WILL MCAVOY, «THE NEWSROOM»


I grandi film sul giornalismo sono commedie, a parte Quarto potere e L’uomo che uccise Liberty Valance . Ci sarà un motivo! Pensiamo soprattutto a The Front Page , la commedia scritta per il teatro da Ben Hecht nel 1928 e da cui sono stati tratti almeno tre film: The Front Page di Lewis Milestone, uscito nel 1931; His Girl Friday (La signora del venerdì ) di Howard Hawks, uscito nel 1940; The Front Page (Prima pagina ) di Billy Wilder, uscito nel 1974. Lasciamo alla giornalista Hildy Johnson, interpretata dalla splendida Rosalind Russell nel film di Hawks, spiegare al suo capo ed ex marito Walter Burns (Cary Grant) i motivi della sua avversione al mestiere: «Giornalista? Che cosa vuol dire? Origliare alle porte, correre dietro ai pompieri, svegliare la gente di notte per chiedergli che cosa pensa di Hitler o del delitto della sera prima? La so a memoria ormai tutta questa roba: siamo solo un branco di disperati alla caccia di ignobili avvenimenti di cronaca nera da ammannire alle casalinghe e alle dattilografe».

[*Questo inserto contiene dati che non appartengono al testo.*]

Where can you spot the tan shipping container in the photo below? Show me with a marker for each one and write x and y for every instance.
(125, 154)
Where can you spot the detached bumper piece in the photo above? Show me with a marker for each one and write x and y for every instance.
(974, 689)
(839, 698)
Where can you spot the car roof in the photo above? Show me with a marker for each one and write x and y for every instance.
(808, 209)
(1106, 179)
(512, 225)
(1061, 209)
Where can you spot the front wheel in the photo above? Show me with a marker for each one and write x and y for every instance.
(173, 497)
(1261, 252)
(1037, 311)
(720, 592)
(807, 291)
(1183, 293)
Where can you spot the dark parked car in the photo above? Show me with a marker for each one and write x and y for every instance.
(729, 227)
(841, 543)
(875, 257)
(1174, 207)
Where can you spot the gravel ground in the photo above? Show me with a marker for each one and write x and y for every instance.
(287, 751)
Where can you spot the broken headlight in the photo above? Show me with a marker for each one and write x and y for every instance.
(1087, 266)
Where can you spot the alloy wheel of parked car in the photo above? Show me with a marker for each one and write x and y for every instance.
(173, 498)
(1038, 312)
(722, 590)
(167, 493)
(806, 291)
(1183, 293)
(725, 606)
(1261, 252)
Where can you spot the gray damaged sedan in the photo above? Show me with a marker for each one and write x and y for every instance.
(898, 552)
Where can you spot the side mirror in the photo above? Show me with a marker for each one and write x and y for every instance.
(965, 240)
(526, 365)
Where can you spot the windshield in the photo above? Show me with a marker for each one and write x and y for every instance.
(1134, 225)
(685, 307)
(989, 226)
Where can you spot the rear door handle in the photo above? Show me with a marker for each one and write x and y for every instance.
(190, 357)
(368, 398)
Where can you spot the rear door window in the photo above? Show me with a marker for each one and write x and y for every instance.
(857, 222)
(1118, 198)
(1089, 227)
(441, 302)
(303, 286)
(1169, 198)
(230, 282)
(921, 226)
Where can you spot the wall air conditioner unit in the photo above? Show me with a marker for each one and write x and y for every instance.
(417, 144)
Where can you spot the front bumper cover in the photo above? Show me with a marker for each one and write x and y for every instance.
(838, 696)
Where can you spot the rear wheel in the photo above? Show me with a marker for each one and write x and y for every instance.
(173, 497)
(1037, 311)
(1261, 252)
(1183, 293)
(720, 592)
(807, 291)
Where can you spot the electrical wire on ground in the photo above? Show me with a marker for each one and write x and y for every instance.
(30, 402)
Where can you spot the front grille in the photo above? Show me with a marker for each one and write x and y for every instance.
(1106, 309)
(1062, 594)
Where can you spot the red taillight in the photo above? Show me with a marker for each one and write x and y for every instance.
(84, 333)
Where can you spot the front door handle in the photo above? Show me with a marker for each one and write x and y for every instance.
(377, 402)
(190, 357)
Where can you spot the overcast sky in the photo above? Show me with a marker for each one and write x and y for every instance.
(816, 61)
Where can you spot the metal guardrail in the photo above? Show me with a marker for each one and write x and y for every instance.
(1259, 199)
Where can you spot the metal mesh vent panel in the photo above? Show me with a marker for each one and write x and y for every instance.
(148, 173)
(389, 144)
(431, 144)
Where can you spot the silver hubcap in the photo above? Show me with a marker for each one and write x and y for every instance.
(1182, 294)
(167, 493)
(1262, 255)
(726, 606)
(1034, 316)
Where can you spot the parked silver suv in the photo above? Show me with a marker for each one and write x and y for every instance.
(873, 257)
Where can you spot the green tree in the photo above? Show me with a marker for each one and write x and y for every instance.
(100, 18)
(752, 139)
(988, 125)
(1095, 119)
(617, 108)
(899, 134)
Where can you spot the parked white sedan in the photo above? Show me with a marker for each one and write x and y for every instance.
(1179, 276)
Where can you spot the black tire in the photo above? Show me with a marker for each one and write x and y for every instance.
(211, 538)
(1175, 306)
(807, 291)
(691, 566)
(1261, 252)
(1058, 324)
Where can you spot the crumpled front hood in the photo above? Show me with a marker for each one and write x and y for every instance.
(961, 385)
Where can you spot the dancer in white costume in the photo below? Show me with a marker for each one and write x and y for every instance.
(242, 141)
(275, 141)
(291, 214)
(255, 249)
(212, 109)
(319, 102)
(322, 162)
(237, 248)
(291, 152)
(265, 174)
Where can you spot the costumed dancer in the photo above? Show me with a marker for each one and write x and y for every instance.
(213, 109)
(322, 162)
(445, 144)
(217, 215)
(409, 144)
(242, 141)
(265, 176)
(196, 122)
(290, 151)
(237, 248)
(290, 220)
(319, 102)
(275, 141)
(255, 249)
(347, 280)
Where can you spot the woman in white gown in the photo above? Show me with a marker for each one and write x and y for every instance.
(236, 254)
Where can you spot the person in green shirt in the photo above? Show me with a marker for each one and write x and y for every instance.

A differenza di Hildy, Will McAvoy, il protagonista di The Newsroom , la serie firmata dallo sceneggiatore e produttore Aaron Sorkin, si prende molto sul serio e forse questo è il suo problema principale. Will è il carismatico anchorman alla guida di «News Night», un immaginario programma serale di approfondimento in onda sul fittizio canale via cavo americano Acn. Conduce il programma e ha la responsabilità editoriale sulla selezione e la confezione delle notizie, che prepara insieme a una squadra di reporter e producer (una figura cardine del giornalismo radio-televisivo anglosassone). Tutta la redazione, la newsroom appunto, è pervasa da un alto afflato ideale: ciascuno dei personaggi svolge il suo lavoro sempre ad altissimi livelli, senza mai cedere a compromessi o trasandatezze nell’inseguire e riportare le notizie; una forte autoriflessività sulla professione giornalistica, la sua etica, le sue sfide è continuamente coltivata da tutti protagonisti. Come già avvenuto in Sports Night , West Wing e Studio 60 , anche in Newsroom Sorkin vuole mostrare il «dietro le quinte», il retroscena, i meccanismi di lavoro e le relazioni che si intrecciano in quelle che negli Usa chiamano workplace family , famiglie nate sul posto di lavoro e basate su affinità elettive più forti dei legami di sangue.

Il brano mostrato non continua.